Supply volumes have been further boosted by a handful of larger transactions that includes this week’s 500 million euro ($571 million) second-lien loan for hearing-aid maker Sivantos Pte Ltd. and Widex A/S, which was originally earmarked for syndication in the high-yield bond market, according to people familiar with the matter.
“From an issuer perspective, it may be a little more expensive than a high-yield bond, but in some cases, and in light of current market conditions, it may be worth to pay more for the certainty of execution, flexibility and attractive documentation,” said Michael Dakin, a capital markets lawyer at Clifford Chance LLP in London.
Sales of second-lien facilities in the region have reached 3.6 billion euros so far in 2018, which represents a 70 percent increase over last year’s total volumes, according to data compiled by Bloomberg.
The hearing-aid manufacturer walked away from the high-yield market as its recent deleveraging enabled it to seek a second-lien loan at attractive levels that weren’t far from what would have been achieved via an unsecured debt sale--but with the added bonus of flexibility, the people familiar said.
Sivantos’ second-lien facility, alongside a 100 million euro add-on term loan, will replace an unsecured bridge loan put in place to finance the company’s merger with Danish peer Widex. The loan pays a margin of 675 basis points with a zero percent floor and has a one-year non-call feature.
The bridge follows a July deal in which Sivantos secured 2.69 billion euros-equivalent in dollar- and euro-denominated term loans.

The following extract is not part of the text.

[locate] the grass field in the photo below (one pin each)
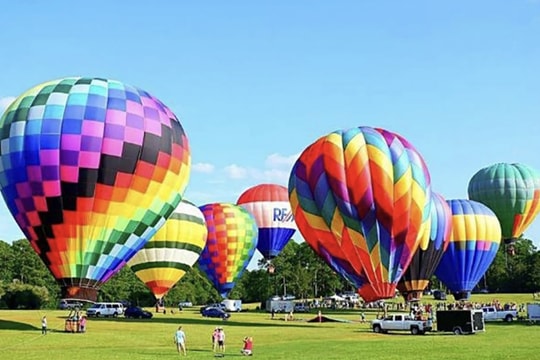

Yields in Europe’s high-yield market broke through 4 percent on Wednesday, the first time that’s happened since early July, after reaching all-time lows in 2017. As yields have crept up, non-financial bond sales have slowed with year-to-date volumes at 58.5 billion euros, far below the record 96.2 billion euros sold in 2017.
Syndicate bankers say a strong bid from direct lending funds looking to deploy cash amid record levels of dry powder is encouraging sponsors to opt for the instrument when seeking to add a subordinated layer of debt to buyout financings. They also note that the flexibility offered by the lower-ranked debt in comparison to bonds is an added allure.
On the demand side, second-lien loans offer leverage finance investors the chance to increase returns given the tight first-lien new issue pricing seen in Europe over the past couple of years. For private debt investors operating in an increasingly crowded and competitive market environment, it’s a chance to put money to work away from unitranches or other bilateral facilities.